But seriously, where is this mud that I keep walking through and keep getting stuck in? I feel as though I take one step forward & not 3, not 4, but 678,938,430,984 steps back.
It always works in mysterious, & annoying ways. It's days when I realize that slowly but surely, things are starting to fall in place & make sense, are also the days that something falls apart & puts me right back at square one. It's a tease. I know what I want, I can see it, yet I keep getting knocked down. It's like someone is watching me & the second they see that I am content, they throw a curveball at me.

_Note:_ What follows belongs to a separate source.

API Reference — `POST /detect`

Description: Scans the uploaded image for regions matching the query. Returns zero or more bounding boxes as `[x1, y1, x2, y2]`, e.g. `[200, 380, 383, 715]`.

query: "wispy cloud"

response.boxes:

This is my journal. My words, thoughts, feelings, there all mine. So when I say that I have cried every day for the past week, I feel embarrassed. Yet at the same time, that's my life. I have such a fire inside of me that is ready to be put towards a job, a person, a place, but I can't seem to find the matches to light it. It's frustrating. Very, very frustrating.
I have applied for jobs like it's my job. Cover letter, resume, references, all sent to multiple employers & each time I get nothing. I feel defeated & discouraged. I yearn so much for that job that I can't wait to get to each morning, that job that challenges my creativity & personality.
In these days of confusion, I can't help but remind myself that this is life. This is my life. If I give up, I won't get anywhere. I can't, & won't, let myself be this person.
I will put on my big girl underwear, keep applying for jobs, keep believing that something great is about to happen, tell myself that there is a reason for all these setbacks, & keep moving forward.